When soil is exposed during construction activities, runoff that occurs during storm events tends to pick up soil particles and carry them to the nearest body of water. Larger particles, such as pebbles and sand, quickly settle to the bottom once the flow rate slows.
However, clays and fine silts settle much more slowly and tend to stay suspended. These suspended particles result in turbidity that can travel many miles in streams or keep ponds and lakes looking muddy for a long time after a storm (Figure 1). Turbidity reduces the productivity of the affected waters, decreases their recreational value, and increases treatment costs for industrial or drinking water plants. Several chemical treatment options are available to reduce turbidity in impounded water, and they are described here.
PAM, Gypsum, and Alum
Polyacrylamides, or PAM, is a term describing a wide variety of chemicals based on the acrylamide unit. When linked in long chains, some portion of the acrylamide units can be modified to result in a net positive, neutral, or negative charge on the PAM molecule. The positively charged, or cationic, PAMs, usually are not used for turbidity control because they can be toxic to fish and other aquatic organisms if they enter water bodies in sufficient concentrations. The negatively charged, or anionic, PAMs, are much less toxic and are widely used in furrow irrigation agriculture. This PAM is the focus of this fact sheet, and all references to “PAM” are to the anionic forms.

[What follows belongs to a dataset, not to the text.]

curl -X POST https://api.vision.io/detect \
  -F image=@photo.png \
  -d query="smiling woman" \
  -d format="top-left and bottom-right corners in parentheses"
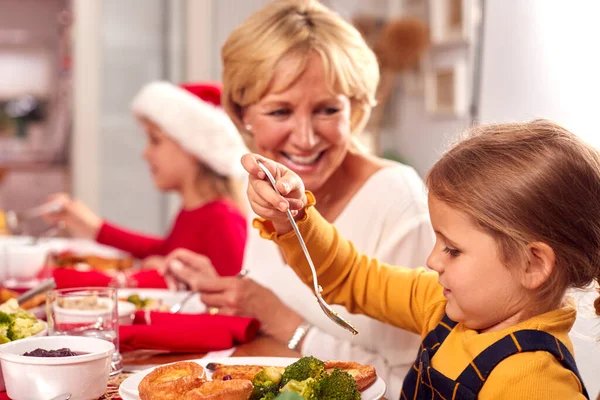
top-left (159, 0), bottom-right (433, 398)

PAM is available as a crystalline powder, an emulsion, or a solid block or “log.” It is nontoxic to humans and other species in the environment. One of the ingredients used to make PAM is acrylic acid, which is a known carcinogen. As a result, the PAMs available for environmental applications are required to have less than 0.05 percent free acrylic acid. This allows them to be used in food processing, drinking water treatment, and other uses where human exposure is likely.
PAM is water soluble, but it dissolves very slowly and requires much agitation and time to dissolve. Water containing more than 0.1 percent PAM is noticeably viscous, and most PAMs have a maximum concentration of 0.5 to 1 percent in water. When dry PAM becomes wet, it is very slippery and sticky and can create a slipping hazard.
Gypsum is a natural mineral deposited widely around the earth. It is made up of calcium sulfate and water in the formula CaSO4·2H2O. Molding plaster is similar but has a slightly different formula— CaSO4·0.5H2O. The largest use of gypsum is in the manufacture of wallboard, but it is also used in water and wastewater treatment and other industrial processes.
Alum is an aluminum sulfate material (Al2(SO4)3·16H2O), which also can be used for water clarification.
Chemical Treatments for Turbidity Control
Construction sites of more than one acre are required to install systems to retain sediment that is produced on that site. These include silt fences, sediment traps, storm drain inlet protection, and others. However, turbidity created by suspended clays and fine silts is usually still quite high in water discharged from these systems.
There are three ways to reduce this turbidity:
- Store the runoff long enough for the sediment to settle (weeks to years in many cases).
- Store the runoff and filter it (high maintenance and expensive).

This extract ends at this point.